74....  I reject the appellant's submission that there is family life which engages Article 8 in every case where a UK sponsor wishes to bring their elderly parent to the UK to look after them. As Sedley LJ said in  Kugathas at [18], [24] and [25] with regard to an adult, neither blood ties nor the concern and affection that ordinarily go with them are, by themselves or together, enough to constitute family life; there is no presumption that a person has a family life, even with the members of a person's immediate family. The court has to scrutinise all the relevant factors. There must be something more than normal emotional ties. As Lord Bingham said in  Huang at [18]:

"Matters such as the age, health and vulnerability of the applicant, the closeness and previous history of the family, the applicant's dependence on the financial and emotional support of the family, the prevailing cultural tradition and conditions in the country of origin and many other factors may all be relevant."

18.   Based on the history recorded, the finding of the existence of family life in the circumstance was one open to the judge on the evidence. The point made by the judge was that this family life did not suddenly come into existence during the short time when the appellant overstayed but had developed over many years. The judge refers to the ties developing in the course of visits in the United Kingdom and in India and Dubai. The judge referred to the sponsor having lived with the appellant from childhood until he came to the United Kingdom in 2004.Clearly, the judge was setting out the factors for the finding of family life in the circumstance.

 

19.   At paragraph 33 the judge refers to public interest considerations in section 117 B. The judge acknowledges that effective immigration control is always in the public interest and that little weight should be given to a private life established when the person's immigration status is precarious.
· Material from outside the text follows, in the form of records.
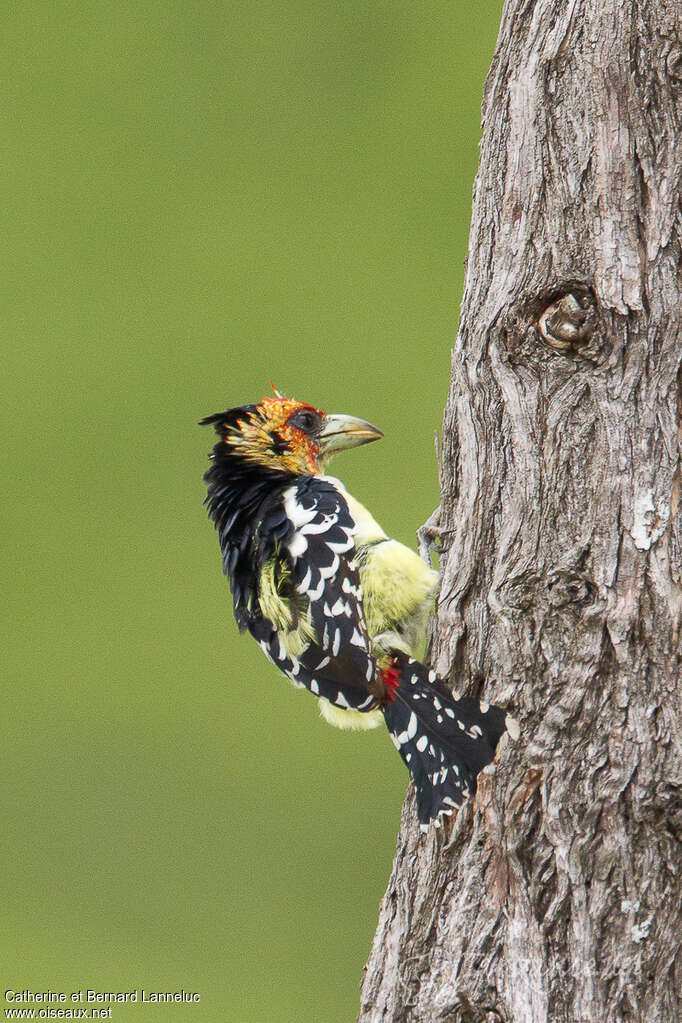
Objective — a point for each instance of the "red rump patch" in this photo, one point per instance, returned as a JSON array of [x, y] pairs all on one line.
[[391, 679]]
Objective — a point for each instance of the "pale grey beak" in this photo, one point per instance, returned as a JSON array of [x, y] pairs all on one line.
[[342, 432]]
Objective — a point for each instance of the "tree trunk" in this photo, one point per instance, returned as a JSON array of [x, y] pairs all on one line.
[[555, 896]]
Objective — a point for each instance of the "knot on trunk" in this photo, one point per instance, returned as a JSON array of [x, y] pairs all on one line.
[[569, 322]]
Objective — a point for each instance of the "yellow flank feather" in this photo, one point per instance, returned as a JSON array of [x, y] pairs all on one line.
[[399, 591], [296, 636]]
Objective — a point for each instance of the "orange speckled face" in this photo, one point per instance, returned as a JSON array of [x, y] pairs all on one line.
[[280, 433]]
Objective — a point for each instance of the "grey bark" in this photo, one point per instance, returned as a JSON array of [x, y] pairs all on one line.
[[556, 894]]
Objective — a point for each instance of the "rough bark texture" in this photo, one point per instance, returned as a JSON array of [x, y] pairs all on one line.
[[556, 894]]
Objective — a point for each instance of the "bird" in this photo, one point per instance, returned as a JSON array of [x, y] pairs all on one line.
[[333, 602]]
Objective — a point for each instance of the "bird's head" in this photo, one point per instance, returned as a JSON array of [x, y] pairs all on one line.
[[281, 434]]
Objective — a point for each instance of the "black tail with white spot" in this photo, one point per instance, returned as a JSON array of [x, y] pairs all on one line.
[[444, 742]]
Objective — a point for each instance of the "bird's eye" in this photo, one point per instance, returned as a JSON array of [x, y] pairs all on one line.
[[307, 421]]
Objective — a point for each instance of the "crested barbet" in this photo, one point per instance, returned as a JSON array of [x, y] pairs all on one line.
[[336, 605]]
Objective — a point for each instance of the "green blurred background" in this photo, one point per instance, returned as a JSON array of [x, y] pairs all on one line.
[[200, 197]]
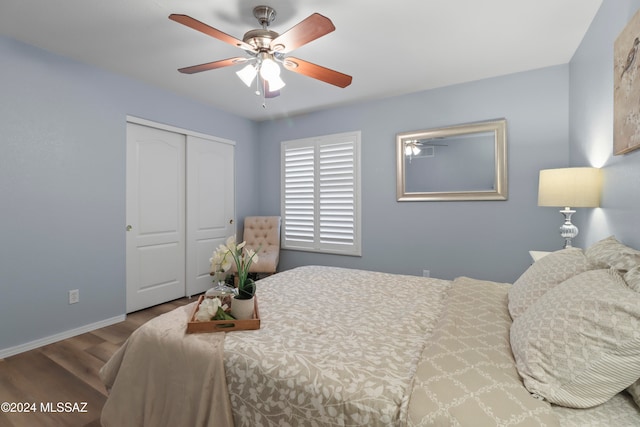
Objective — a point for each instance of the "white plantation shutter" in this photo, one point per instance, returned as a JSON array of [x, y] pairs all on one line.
[[321, 194]]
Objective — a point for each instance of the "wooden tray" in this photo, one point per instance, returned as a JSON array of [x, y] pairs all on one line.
[[194, 327]]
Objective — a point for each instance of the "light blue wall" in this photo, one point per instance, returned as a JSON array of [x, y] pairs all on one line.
[[487, 240], [62, 185], [591, 129]]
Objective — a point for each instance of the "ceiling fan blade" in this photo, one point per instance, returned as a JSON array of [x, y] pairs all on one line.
[[307, 30], [210, 31], [212, 65], [317, 72]]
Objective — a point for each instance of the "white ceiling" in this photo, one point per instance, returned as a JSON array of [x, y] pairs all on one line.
[[389, 47]]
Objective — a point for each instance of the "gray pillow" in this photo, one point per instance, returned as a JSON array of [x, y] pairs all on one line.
[[543, 275], [579, 344]]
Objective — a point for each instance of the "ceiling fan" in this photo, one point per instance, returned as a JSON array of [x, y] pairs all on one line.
[[266, 48]]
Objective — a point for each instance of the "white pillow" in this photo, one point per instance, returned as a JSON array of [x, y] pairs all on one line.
[[634, 391], [610, 252], [632, 277], [543, 275], [579, 344]]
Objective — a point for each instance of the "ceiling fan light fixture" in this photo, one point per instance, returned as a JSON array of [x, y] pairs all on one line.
[[269, 69], [247, 74], [276, 83], [411, 149]]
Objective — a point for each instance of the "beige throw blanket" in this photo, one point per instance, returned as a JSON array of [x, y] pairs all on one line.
[[163, 377]]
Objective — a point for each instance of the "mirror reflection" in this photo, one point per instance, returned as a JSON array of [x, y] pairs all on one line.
[[463, 162]]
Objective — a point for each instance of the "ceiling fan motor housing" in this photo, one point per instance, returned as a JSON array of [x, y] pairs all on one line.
[[264, 14], [260, 38]]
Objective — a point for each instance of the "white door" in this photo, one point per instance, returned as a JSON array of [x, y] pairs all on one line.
[[155, 213], [210, 206]]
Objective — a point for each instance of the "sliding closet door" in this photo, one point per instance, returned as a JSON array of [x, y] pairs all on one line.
[[155, 212], [210, 206]]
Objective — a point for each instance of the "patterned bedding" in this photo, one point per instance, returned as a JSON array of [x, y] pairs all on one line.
[[336, 347], [342, 347]]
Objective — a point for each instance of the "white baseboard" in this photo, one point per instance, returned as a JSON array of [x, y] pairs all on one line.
[[11, 351]]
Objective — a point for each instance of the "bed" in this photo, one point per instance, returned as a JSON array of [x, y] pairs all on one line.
[[346, 347]]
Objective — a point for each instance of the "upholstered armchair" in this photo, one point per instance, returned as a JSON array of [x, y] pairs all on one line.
[[263, 232]]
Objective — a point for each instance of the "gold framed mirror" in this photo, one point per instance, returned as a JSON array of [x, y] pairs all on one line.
[[461, 162]]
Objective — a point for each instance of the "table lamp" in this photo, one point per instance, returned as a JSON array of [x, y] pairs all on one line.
[[567, 188]]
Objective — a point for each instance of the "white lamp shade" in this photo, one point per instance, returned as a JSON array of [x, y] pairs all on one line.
[[570, 187]]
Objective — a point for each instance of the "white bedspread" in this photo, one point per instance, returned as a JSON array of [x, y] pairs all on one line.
[[340, 347], [162, 377], [336, 347]]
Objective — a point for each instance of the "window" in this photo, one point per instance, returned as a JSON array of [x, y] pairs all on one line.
[[320, 194]]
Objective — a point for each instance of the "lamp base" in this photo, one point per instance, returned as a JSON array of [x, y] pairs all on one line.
[[567, 230]]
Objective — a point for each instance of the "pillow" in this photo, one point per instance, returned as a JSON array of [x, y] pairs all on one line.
[[634, 391], [543, 275], [632, 277], [579, 344], [610, 252]]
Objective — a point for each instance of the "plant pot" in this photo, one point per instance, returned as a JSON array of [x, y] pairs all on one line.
[[242, 309]]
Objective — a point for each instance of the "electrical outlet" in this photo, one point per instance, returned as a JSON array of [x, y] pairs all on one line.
[[74, 296]]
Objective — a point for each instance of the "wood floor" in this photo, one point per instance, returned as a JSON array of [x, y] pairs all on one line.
[[66, 371]]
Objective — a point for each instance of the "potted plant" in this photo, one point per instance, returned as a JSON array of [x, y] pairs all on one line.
[[222, 259]]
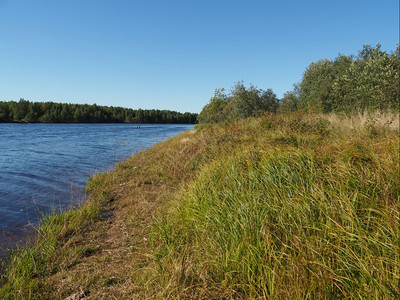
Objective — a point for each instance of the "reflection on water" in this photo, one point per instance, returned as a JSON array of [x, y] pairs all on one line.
[[45, 166]]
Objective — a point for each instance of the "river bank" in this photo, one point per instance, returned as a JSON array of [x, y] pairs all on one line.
[[276, 206]]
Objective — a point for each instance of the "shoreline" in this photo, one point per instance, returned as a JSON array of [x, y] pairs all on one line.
[[177, 205]]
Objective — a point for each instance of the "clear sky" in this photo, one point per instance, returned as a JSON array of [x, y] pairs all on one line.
[[169, 54]]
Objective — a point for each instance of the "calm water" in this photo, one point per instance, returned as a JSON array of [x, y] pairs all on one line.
[[46, 166]]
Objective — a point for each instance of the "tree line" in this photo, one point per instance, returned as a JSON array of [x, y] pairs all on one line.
[[50, 112], [347, 84]]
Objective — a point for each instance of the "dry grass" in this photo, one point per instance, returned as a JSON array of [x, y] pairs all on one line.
[[146, 234]]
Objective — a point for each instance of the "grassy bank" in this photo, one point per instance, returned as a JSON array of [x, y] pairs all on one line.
[[281, 207]]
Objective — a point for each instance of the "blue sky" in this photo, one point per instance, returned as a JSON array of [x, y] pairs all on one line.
[[174, 54]]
The judge then goes on to make the point that the relationships have not been developed when he was in the country illegally or when his status was precarious because family relationships developed over a large number of years. I see nothing wrong with this statement .

 

20.   The judge had earlier noted the sponsor's financial position, indicating the appellant could be adequately maintained. Given his age, he would be exempt from the English language requirement. The judge set out his immigration history and the period of overstaying was brief and the judge set out that the family have always tried to comply with the immigration rules.

 

21.   I find this to be a carefully analysed decision in which the judge had due regard not only to the interests of the appellant but also the public interest considerations. In conclusion, I find no material error of law demonstrated.

 

Decision

 

I find no material error of law established in the decision of First-tier Tribunal Judge D Barker. Consequently, that decision allowing the appeal shall stand.

 

Deputy Upper Tribunal Judge Farrelly.